Gingered Chicken Noodle Soup
It’s debatable whether chicken noodle soup can cure the common cold, but it’s undeniable that it makes you feel better. The aroma of the simmering chicken, vegetables, and herbs alone will soothe anyone’s aching bones.
For the stock:
- 1 (4-pound) chicken
- 3 medium carrots, peeled and sliced
- 2 medium yellow onions, quartered
- 2 stalks celery, sliced
- 1 head garlic, smashed
- 1 (2-inch) piece fresh ginger, sliced
- 10 sprigs thyme
- 12 cups water
For the soup:
- 2 medium carrots, small dice
- 2 stalks celery, small dice
- 1 small yellow onion, small dice
- 1 tablespoon kosher salt
- 1 pound dry egg noodles, broken up if long
- 1Combine all ingredients for the stock in a large stockpot and bring to a boil over high heat. Reduce heat to medium low and simmer until chicken is fully cooked and meat is falling off the bone, about 1 hour.
- 2Remove chicken from the pot and set aside to cool; strain the stock, discarding the vegetables. When chicken is cool enough to handle, remove skin and shred the chicken into 1/2-inch-wide pieces. Discard skin and bones and reserve meat.
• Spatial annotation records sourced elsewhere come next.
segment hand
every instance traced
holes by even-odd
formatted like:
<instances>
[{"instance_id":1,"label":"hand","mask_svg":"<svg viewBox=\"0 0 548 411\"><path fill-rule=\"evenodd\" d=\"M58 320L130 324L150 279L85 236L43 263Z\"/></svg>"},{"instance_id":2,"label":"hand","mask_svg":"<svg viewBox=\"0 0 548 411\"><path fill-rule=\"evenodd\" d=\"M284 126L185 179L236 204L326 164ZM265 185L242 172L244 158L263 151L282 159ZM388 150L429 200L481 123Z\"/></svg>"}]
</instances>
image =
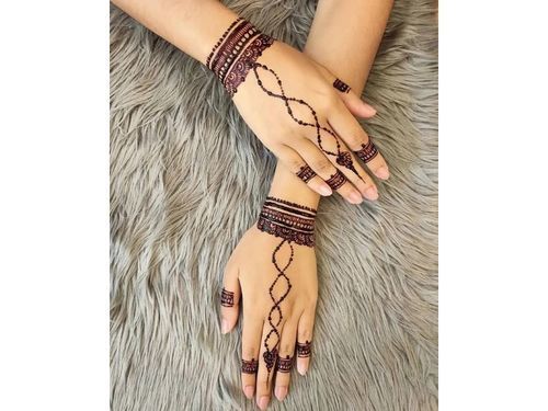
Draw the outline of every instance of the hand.
<instances>
[{"instance_id":1,"label":"hand","mask_svg":"<svg viewBox=\"0 0 548 411\"><path fill-rule=\"evenodd\" d=\"M266 409L270 401L273 380L274 393L282 401L287 396L290 379L290 373L276 372L276 366L269 373L263 359L266 352L264 341L272 329L269 317L275 323L278 319L277 310L271 311L273 300L269 289L278 275L272 262L273 251L283 241L281 238L260 231L256 227L249 229L232 252L224 279L224 294L228 297L224 300L227 302L231 299L233 306L227 307L230 304L225 304L221 307L222 332L229 332L236 326L239 304L243 300L242 359L247 362L259 359L259 370L256 375L241 374L242 389L246 397L252 398L256 387L256 402L262 410ZM318 296L313 248L295 243L292 243L292 247L293 261L285 272L290 284L290 293L279 304L282 316L276 327L279 331L281 358L287 356L294 358L297 342L301 344L300 353L306 355L306 350L302 347L306 347L307 343L309 347L312 341ZM289 255L289 243L285 241L276 253L276 261L279 265L285 265ZM273 288L275 298L282 296L286 289L287 284L281 277ZM226 294L227 292L232 295ZM276 339L273 333L269 340L271 349L276 345ZM297 356L297 369L301 375L307 372L309 362L309 356Z\"/></svg>"},{"instance_id":2,"label":"hand","mask_svg":"<svg viewBox=\"0 0 548 411\"><path fill-rule=\"evenodd\" d=\"M376 199L374 181L352 153L369 141L353 114L370 117L375 110L352 91L335 90L334 80L304 54L275 42L258 59L233 101L247 124L284 165L297 174L308 164L317 173L308 185L318 194L331 194L326 181L340 170L347 182L336 191L350 203L361 203L362 195ZM377 155L367 167L377 178L388 178L383 156Z\"/></svg>"}]
</instances>

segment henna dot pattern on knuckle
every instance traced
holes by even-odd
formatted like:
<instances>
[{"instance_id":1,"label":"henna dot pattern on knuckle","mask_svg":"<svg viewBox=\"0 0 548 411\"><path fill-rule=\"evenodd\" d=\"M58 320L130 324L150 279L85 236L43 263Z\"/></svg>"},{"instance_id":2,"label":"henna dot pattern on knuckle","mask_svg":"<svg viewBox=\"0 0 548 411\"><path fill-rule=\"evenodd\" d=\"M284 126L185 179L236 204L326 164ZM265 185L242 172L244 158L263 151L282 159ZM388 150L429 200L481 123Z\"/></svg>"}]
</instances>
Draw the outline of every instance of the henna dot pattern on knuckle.
<instances>
[{"instance_id":1,"label":"henna dot pattern on knuckle","mask_svg":"<svg viewBox=\"0 0 548 411\"><path fill-rule=\"evenodd\" d=\"M304 343L297 342L297 356L299 358L307 358L310 356L312 350L312 343L310 341L305 341Z\"/></svg>"},{"instance_id":2,"label":"henna dot pattern on knuckle","mask_svg":"<svg viewBox=\"0 0 548 411\"><path fill-rule=\"evenodd\" d=\"M261 78L260 71L262 71L264 76L267 75L273 76L273 80L275 80L275 83L277 84L277 92L274 92L264 85L265 79ZM316 140L321 151L323 151L328 156L334 157L338 164L345 167L346 169L351 170L354 174L356 174L359 179L362 179L356 168L354 167L354 161L352 160L351 153L349 151L342 150L339 137L336 137L336 135L331 129L320 124L320 121L318 118L318 113L316 113L316 110L313 110L310 104L308 104L306 101L301 99L287 96L284 90L284 84L279 79L279 76L272 68L262 65L260 62L254 62L253 73L255 75L256 83L267 95L275 99L279 99L284 102L285 107L287 110L287 114L289 114L289 116L295 123L304 127L313 127L316 129ZM301 107L306 107L309 111L310 115L312 116L313 123L309 123L307 121L296 117L294 110L292 109L292 104L297 104ZM328 150L323 146L323 137L326 136L331 137L335 142L336 146L335 151Z\"/></svg>"},{"instance_id":3,"label":"henna dot pattern on knuckle","mask_svg":"<svg viewBox=\"0 0 548 411\"><path fill-rule=\"evenodd\" d=\"M259 369L259 361L255 358L251 358L250 361L243 359L241 361L241 372L243 374L256 374Z\"/></svg>"},{"instance_id":4,"label":"henna dot pattern on knuckle","mask_svg":"<svg viewBox=\"0 0 548 411\"><path fill-rule=\"evenodd\" d=\"M336 90L339 90L340 92L342 92L342 93L349 93L350 92L350 85L346 84L341 79L335 79L335 81L333 81L333 87Z\"/></svg>"},{"instance_id":5,"label":"henna dot pattern on knuckle","mask_svg":"<svg viewBox=\"0 0 548 411\"><path fill-rule=\"evenodd\" d=\"M359 159L365 163L372 161L377 155L377 146L373 144L373 139L370 136L369 141L367 141L366 145L362 144L362 149L356 151L356 156L359 157Z\"/></svg>"},{"instance_id":6,"label":"henna dot pattern on knuckle","mask_svg":"<svg viewBox=\"0 0 548 411\"><path fill-rule=\"evenodd\" d=\"M235 294L222 288L222 290L220 292L220 305L222 307L233 307Z\"/></svg>"},{"instance_id":7,"label":"henna dot pattern on knuckle","mask_svg":"<svg viewBox=\"0 0 548 411\"><path fill-rule=\"evenodd\" d=\"M263 232L282 239L272 252L272 264L277 274L269 287L273 305L269 311L270 330L263 341L263 361L269 374L267 378L270 378L274 365L279 363L279 326L283 320L281 305L292 289L292 283L286 272L295 256L294 244L295 247L315 246L313 229L316 213L316 209L296 203L266 197L259 216L258 228ZM283 259L281 255L283 250L288 254L286 259Z\"/></svg>"},{"instance_id":8,"label":"henna dot pattern on knuckle","mask_svg":"<svg viewBox=\"0 0 548 411\"><path fill-rule=\"evenodd\" d=\"M299 171L297 171L297 176L305 183L308 183L316 176L316 172L310 168L310 165L302 165Z\"/></svg>"},{"instance_id":9,"label":"henna dot pattern on knuckle","mask_svg":"<svg viewBox=\"0 0 548 411\"><path fill-rule=\"evenodd\" d=\"M276 363L276 370L278 373L289 373L293 368L293 357L289 355L286 355L285 358L278 356L277 357L277 363Z\"/></svg>"},{"instance_id":10,"label":"henna dot pattern on knuckle","mask_svg":"<svg viewBox=\"0 0 548 411\"><path fill-rule=\"evenodd\" d=\"M326 183L331 187L331 190L339 190L346 182L346 178L341 172L341 170L336 170L333 175L331 175Z\"/></svg>"}]
</instances>

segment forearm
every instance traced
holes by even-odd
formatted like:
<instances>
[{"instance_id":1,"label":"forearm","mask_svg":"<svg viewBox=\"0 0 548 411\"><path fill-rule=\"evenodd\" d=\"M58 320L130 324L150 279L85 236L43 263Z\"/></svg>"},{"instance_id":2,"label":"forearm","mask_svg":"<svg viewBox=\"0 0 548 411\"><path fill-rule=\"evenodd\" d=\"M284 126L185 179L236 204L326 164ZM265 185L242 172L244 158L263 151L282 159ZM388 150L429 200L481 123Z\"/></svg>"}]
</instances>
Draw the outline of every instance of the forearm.
<instances>
[{"instance_id":1,"label":"forearm","mask_svg":"<svg viewBox=\"0 0 548 411\"><path fill-rule=\"evenodd\" d=\"M320 0L305 54L361 94L375 60L392 0ZM320 196L278 163L271 195L317 208Z\"/></svg>"},{"instance_id":2,"label":"forearm","mask_svg":"<svg viewBox=\"0 0 548 411\"><path fill-rule=\"evenodd\" d=\"M238 16L217 0L112 0L132 18L205 64L222 32Z\"/></svg>"}]
</instances>

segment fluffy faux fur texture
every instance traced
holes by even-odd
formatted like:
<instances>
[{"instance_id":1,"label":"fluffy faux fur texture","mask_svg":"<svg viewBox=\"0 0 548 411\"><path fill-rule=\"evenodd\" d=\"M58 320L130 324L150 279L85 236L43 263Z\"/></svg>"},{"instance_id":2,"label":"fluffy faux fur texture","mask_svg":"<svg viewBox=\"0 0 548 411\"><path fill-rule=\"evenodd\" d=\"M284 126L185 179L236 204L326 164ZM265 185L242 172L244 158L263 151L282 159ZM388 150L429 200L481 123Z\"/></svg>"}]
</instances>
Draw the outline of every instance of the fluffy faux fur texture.
<instances>
[{"instance_id":1,"label":"fluffy faux fur texture","mask_svg":"<svg viewBox=\"0 0 548 411\"><path fill-rule=\"evenodd\" d=\"M305 43L316 2L227 2ZM437 409L435 3L397 1L365 94L391 168L376 204L323 199L312 367L273 410ZM274 160L214 76L111 9L112 409L251 410L222 270Z\"/></svg>"}]
</instances>

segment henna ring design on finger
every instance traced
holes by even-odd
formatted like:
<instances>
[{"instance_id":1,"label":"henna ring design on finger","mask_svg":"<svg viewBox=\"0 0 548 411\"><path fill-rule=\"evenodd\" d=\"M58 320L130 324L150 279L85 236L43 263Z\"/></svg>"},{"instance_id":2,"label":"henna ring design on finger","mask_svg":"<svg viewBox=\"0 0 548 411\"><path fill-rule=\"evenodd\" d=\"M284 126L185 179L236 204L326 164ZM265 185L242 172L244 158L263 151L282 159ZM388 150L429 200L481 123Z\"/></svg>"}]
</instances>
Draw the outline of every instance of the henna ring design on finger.
<instances>
[{"instance_id":1,"label":"henna ring design on finger","mask_svg":"<svg viewBox=\"0 0 548 411\"><path fill-rule=\"evenodd\" d=\"M341 186L346 182L346 178L344 174L340 171L336 170L333 175L331 175L328 180L326 180L326 183L331 187L331 190L339 190Z\"/></svg>"},{"instance_id":2,"label":"henna ring design on finger","mask_svg":"<svg viewBox=\"0 0 548 411\"><path fill-rule=\"evenodd\" d=\"M339 90L340 92L342 92L342 93L349 93L350 92L350 85L346 84L341 79L335 79L335 81L333 81L333 87L336 90Z\"/></svg>"},{"instance_id":3,"label":"henna ring design on finger","mask_svg":"<svg viewBox=\"0 0 548 411\"><path fill-rule=\"evenodd\" d=\"M271 370L276 362L279 363L279 326L283 320L281 305L292 289L292 283L286 271L292 264L295 255L294 243L295 246L313 247L316 213L313 208L304 207L275 197L266 197L261 215L259 216L259 221L256 224L259 230L282 238L282 241L272 253L272 264L276 269L277 275L269 287L269 294L273 306L269 312L270 330L263 341L263 359L269 373L267 379L270 379ZM289 256L285 264L282 264L278 253L282 249L287 248ZM284 369L288 366L285 359L282 358L282 367Z\"/></svg>"},{"instance_id":4,"label":"henna ring design on finger","mask_svg":"<svg viewBox=\"0 0 548 411\"><path fill-rule=\"evenodd\" d=\"M220 305L222 307L233 307L235 294L222 288L222 290L220 292Z\"/></svg>"},{"instance_id":5,"label":"henna ring design on finger","mask_svg":"<svg viewBox=\"0 0 548 411\"><path fill-rule=\"evenodd\" d=\"M312 343L310 341L306 341L304 343L297 342L297 356L300 358L306 358L310 356Z\"/></svg>"},{"instance_id":6,"label":"henna ring design on finger","mask_svg":"<svg viewBox=\"0 0 548 411\"><path fill-rule=\"evenodd\" d=\"M362 144L362 149L356 151L356 156L359 157L363 162L372 161L377 155L377 147L373 144L373 139L370 136L369 141L367 141L366 145Z\"/></svg>"},{"instance_id":7,"label":"henna ring design on finger","mask_svg":"<svg viewBox=\"0 0 548 411\"><path fill-rule=\"evenodd\" d=\"M246 361L242 358L241 361L241 372L243 374L256 374L259 369L259 361L255 358L251 358L251 361Z\"/></svg>"},{"instance_id":8,"label":"henna ring design on finger","mask_svg":"<svg viewBox=\"0 0 548 411\"><path fill-rule=\"evenodd\" d=\"M316 176L315 171L310 168L310 165L302 165L297 172L297 176L302 180L305 183L308 183Z\"/></svg>"},{"instance_id":9,"label":"henna ring design on finger","mask_svg":"<svg viewBox=\"0 0 548 411\"><path fill-rule=\"evenodd\" d=\"M286 355L285 358L277 357L276 370L278 373L289 373L293 368L293 357Z\"/></svg>"}]
</instances>

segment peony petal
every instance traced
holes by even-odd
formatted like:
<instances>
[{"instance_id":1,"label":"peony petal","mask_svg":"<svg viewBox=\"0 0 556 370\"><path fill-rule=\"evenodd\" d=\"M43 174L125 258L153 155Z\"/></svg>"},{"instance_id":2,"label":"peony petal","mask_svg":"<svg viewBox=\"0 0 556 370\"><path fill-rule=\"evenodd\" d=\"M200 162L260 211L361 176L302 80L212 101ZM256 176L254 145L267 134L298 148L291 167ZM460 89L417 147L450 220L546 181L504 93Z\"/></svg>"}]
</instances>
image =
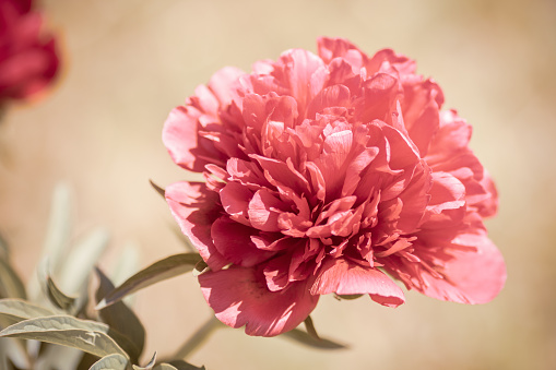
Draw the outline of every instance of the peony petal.
<instances>
[{"instance_id":1,"label":"peony petal","mask_svg":"<svg viewBox=\"0 0 556 370\"><path fill-rule=\"evenodd\" d=\"M216 219L211 227L212 240L218 252L229 262L244 267L255 266L275 254L258 249L251 241L251 236L258 231L226 216Z\"/></svg>"},{"instance_id":2,"label":"peony petal","mask_svg":"<svg viewBox=\"0 0 556 370\"><path fill-rule=\"evenodd\" d=\"M262 231L280 231L277 207L283 206L280 200L268 189L257 191L249 202L249 222Z\"/></svg>"},{"instance_id":3,"label":"peony petal","mask_svg":"<svg viewBox=\"0 0 556 370\"><path fill-rule=\"evenodd\" d=\"M485 235L475 238L477 250L453 250L437 278L424 272L427 285L416 289L426 296L460 303L493 300L506 283L506 265L496 246Z\"/></svg>"},{"instance_id":4,"label":"peony petal","mask_svg":"<svg viewBox=\"0 0 556 370\"><path fill-rule=\"evenodd\" d=\"M262 272L237 266L201 274L199 284L216 318L232 327L245 325L248 335L274 336L295 329L319 298L309 294L306 282L270 291Z\"/></svg>"},{"instance_id":5,"label":"peony petal","mask_svg":"<svg viewBox=\"0 0 556 370\"><path fill-rule=\"evenodd\" d=\"M176 182L166 188L166 202L181 231L199 250L212 270L229 264L214 247L211 237L212 224L218 218L218 194L201 182Z\"/></svg>"},{"instance_id":6,"label":"peony petal","mask_svg":"<svg viewBox=\"0 0 556 370\"><path fill-rule=\"evenodd\" d=\"M382 272L344 259L328 260L310 291L314 295L368 294L374 301L389 307L398 307L405 301L402 289Z\"/></svg>"}]
</instances>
- 3Return the stock to the stockpot and add the fresh vegetables; bring to a boil. Reduce heat to medium low and simmer until vegetables are tender, about 7 minutes. Return shredded chicken to the soup.
- 4Bring a pot of salted water to a boil over high heat. Add egg noodles and simmer until almost completely cooked, about 4 minutes; drain noodles.
- 5Add cooked noodles to the soup and season with salt and freshly ground pepper.
Beverage pairing: Gustave Lorentz Pinot Blanc Réserve, France. This wine is crisp, firm, and bright, making it a nice contrast to the soft, creamy noodles and gentle stock. In addition, its citrus- and apple-tinged fruit has a hint of spice, which will harmonize nicely with the gingered broth.